Mar 19 2010 Perthshire Advertiser Friday
A GROUP of Murray Royal out-patients fear their payments for working at a famed Fair City tourist attraction may be axed.
Historically, the 40 clients – all on medication, social benefits and working at the Perth and Kinross Association of Voluntary Services-managed Walled Garden – receive daily ‘incentive payments’ of £3.04.
But due to escalating budget constraints the NHS is considering scrapping the token wages to save about £14,000 annually.
At an on-site meeting this week, NHS Tayside Primary Care community health services development manager Frances Bannister told anxious workers she could not justify the historical arrangement to NHS stakeholders.
But Ms Bannister, understood to have attended the meeting on the condition of no media presence, agreed to defer a decision on payments until June.
Walled Garden worker Ian Petrie (62) said he and his out-patient peers at the Pitcullen House cafe, craft shop and joinery site were “extremely worried”.
“It’s obviously a token amount but it’s an enormous benefit because people like to get their wage at the end of the week,” he said.
“We’re happy to have anything really, and without these jobs half of us would end up back in Murray Royal.
“All of us have been in-patients at one time or another but at the Walled Garden we find solace and a sense of achievement.”
Mike Walsh, who manages the Walled Garden and its sister facility Wisecraft in Blairgowrie – where mentally ill workers do not receive payment – said Ms Bannister was seeking alternative funding.

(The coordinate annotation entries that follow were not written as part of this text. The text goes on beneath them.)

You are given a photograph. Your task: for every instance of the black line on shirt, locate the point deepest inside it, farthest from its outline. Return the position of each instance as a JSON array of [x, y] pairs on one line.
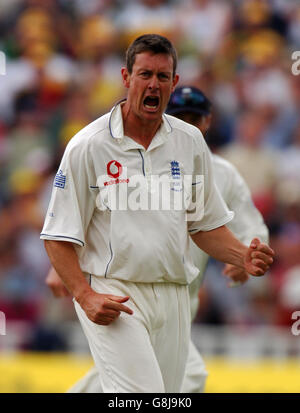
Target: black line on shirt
[[63, 236], [143, 166], [111, 255]]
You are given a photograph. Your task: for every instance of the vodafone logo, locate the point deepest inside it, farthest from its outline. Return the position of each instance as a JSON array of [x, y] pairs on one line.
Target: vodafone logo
[[114, 169]]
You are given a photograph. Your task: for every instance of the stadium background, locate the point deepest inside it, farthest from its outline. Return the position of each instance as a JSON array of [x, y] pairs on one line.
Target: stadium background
[[63, 60]]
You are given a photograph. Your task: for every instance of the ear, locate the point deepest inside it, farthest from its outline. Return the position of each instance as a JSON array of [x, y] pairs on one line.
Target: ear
[[174, 82], [125, 77]]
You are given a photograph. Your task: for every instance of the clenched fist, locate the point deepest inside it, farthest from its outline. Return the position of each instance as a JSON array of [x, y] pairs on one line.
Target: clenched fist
[[258, 258]]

“She (Ms Bannister) took on board the importance of the incentive payment to our clients and granted a stay of execution to June,” he said.
Contacted about the issue by the PA, Perthshire MSP Roseanna Cunnigham said she was “relieved and pleased” that NHS Tayside had deferred a decision on axing payments.
Mr Walsh described the 16-year-old Walled Garden – leased from the NHS by PKAVS – as a “fantastic project” totally reliant on NHS and council funding.
He said policy was to help integrate out-patients back into the community.
Breakdown of the incentive payment was 33p an hour and 50p for attendance, with all 40 out-patients working part-time, with the biggest wage earner taking home £14.
“It’s not about the money, it’s the fact that they’re getting a wage packet – they’d be happy if it had no money inside but just their name on it as recognition of the work they put in,” said Mr Walsh.
“It costs social services about £7 a day to place a client with us, whereas it’s £460 a day minimum in Murray Royal and in a closely monitored ward environment, it could be double that.”
Mr Walsh, who has sourced funding from various agencies, such as Comic Relief, Paths to Health and Powerful Choices, said he would be delighted to hear from potential sponsors or donors.